Referred to on the U.S. 7th Army Training Command’s website as the Yavoriv Combat Training Center, the base hosted U.S. and other NATO troops as the Joint Multinational Training Group-Ukraine up until their evacuation in the final days before Russia’s invasion began.
Task Force Gator, a unit of the Florida Army National Guard’s 53rd Infantry Brigade Combat Team, was reportedly the last U.S. troops assigned to the mission training Ukrainian forces.
In addition to being one of the deadliest single attacks on Ukrainian forces since the war began, it is also believed to be the closest Russian cruise missiles have come to NATO territory. The Ukrainian Armed Forces reported some 30 missiles hit targets in western Ukraine overnight. Apart from isolated strikes on airfields and select military targets, Russian forces have not committed anywhere near the same firepower to targets in western Ukraine as it has the rest of the country.
Local reports indicate a large number of missiles overwhelmed Ukrainian air defenses in the attack, and missile impacts could be heard from Polish territory just over the western horizon from the base.
It’s not immediately known what system the Russians used to hit Yavoriv, but given Russia’s reliance upon standoff weapons, a volley of cruise missiles from air, sea, land, or a mixture of sources, is possible.
The strike came within a day of a top Russian diplomat threatening to strike weapons shipments to Ukraine from NATO. We reported this warning and the potentially catastrophic can of worms it would open if Russia carried through with doing so, especially prior to the shipments entering Ukraine. You can read that report here.
Still, hitting fixed targets over great distances with cruise or even ballistic missiles is one thing, actually having the intelligence to know where the shipments are and the ability to react to it in a timely manner to interdict it are two entirely different things. Russia does not have the cruise missile and networking technology to hit moving targets, such as a convoy, at great distances. As such, any operation would have to risk tactical airpower in contested airspace and/or special operations forces on the ground outside of Russia’s current control areas. Otherwise, Russia will remain limited to attacking fixed targets using standoff precision-guided missiles, which it has a very limited supply of.
That being said, we don’t exactly know how the Ukrainians were using Yavoriv when it was hit, but it could well be a receiving point for arms shipments coming over the border from Poland. There are also reports it was a staging area for the newly established foreign legion of fighters joining the Ukrainian military, though reportedly no foreign fighters were killed in the attack. Russia claims a large weapons shipment and foreign fighters were present at the time of the attack.
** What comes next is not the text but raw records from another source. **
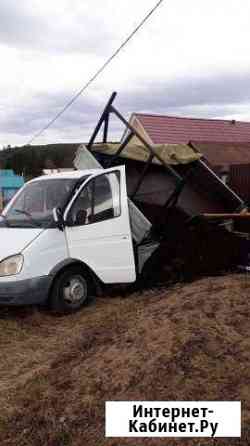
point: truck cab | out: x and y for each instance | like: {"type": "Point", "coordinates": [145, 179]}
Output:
{"type": "Point", "coordinates": [63, 233]}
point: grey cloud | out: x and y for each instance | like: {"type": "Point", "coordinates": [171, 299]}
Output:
{"type": "Point", "coordinates": [21, 27]}
{"type": "Point", "coordinates": [209, 97]}
{"type": "Point", "coordinates": [211, 92]}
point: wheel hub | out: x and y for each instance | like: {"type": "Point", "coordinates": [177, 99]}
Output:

The base sits immediately on the corridor between the main western Ukrainian city of Lviv and the Polish city of Rzescow, where a near-constant western airlift of materiel destined for Ukraine is ongoing. From a logistics standpoint, it would make sense to martial convoys and equipment close to the border before sending it on its way to the frontlines. NATO has been surprisingly overt about arming and supplying the Ukrainian war effort, and this location could well have been a depot for Ukrainians to receive and distribute that cargo.
Regardless of whether or not any weapons shipments were at the facility when the strike occurred, the message is clear: foreign arms and the convoys that distribute them in Ukraine are very much targets of priority for Russian forces going forward.
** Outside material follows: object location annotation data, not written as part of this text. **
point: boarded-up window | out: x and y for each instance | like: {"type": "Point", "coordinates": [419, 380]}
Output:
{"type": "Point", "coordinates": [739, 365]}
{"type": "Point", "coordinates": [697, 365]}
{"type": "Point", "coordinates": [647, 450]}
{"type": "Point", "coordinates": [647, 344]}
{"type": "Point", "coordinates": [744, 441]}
In addition, unleashing that much firepower on a Ukrainian base that has also been a major focal point for foreign military assistance and sits so close to the border of a NATO country also sends a clear signal to the alliance that the Russian cruise missile threat is credible, and so far as we know, Russia can and is willing to hit targets very close to NATO’s borders.
While air defenses can help blunt these types of attacks, especially for key installations that would likely be threatened, cruise missiles have small radar cross-sections — some of Russia's cruise missiles even have low-observable features — and fly very low, making them extremely challenging to intercept reliably, especially when used en-masse.
We will continue to update this post as more information comes available.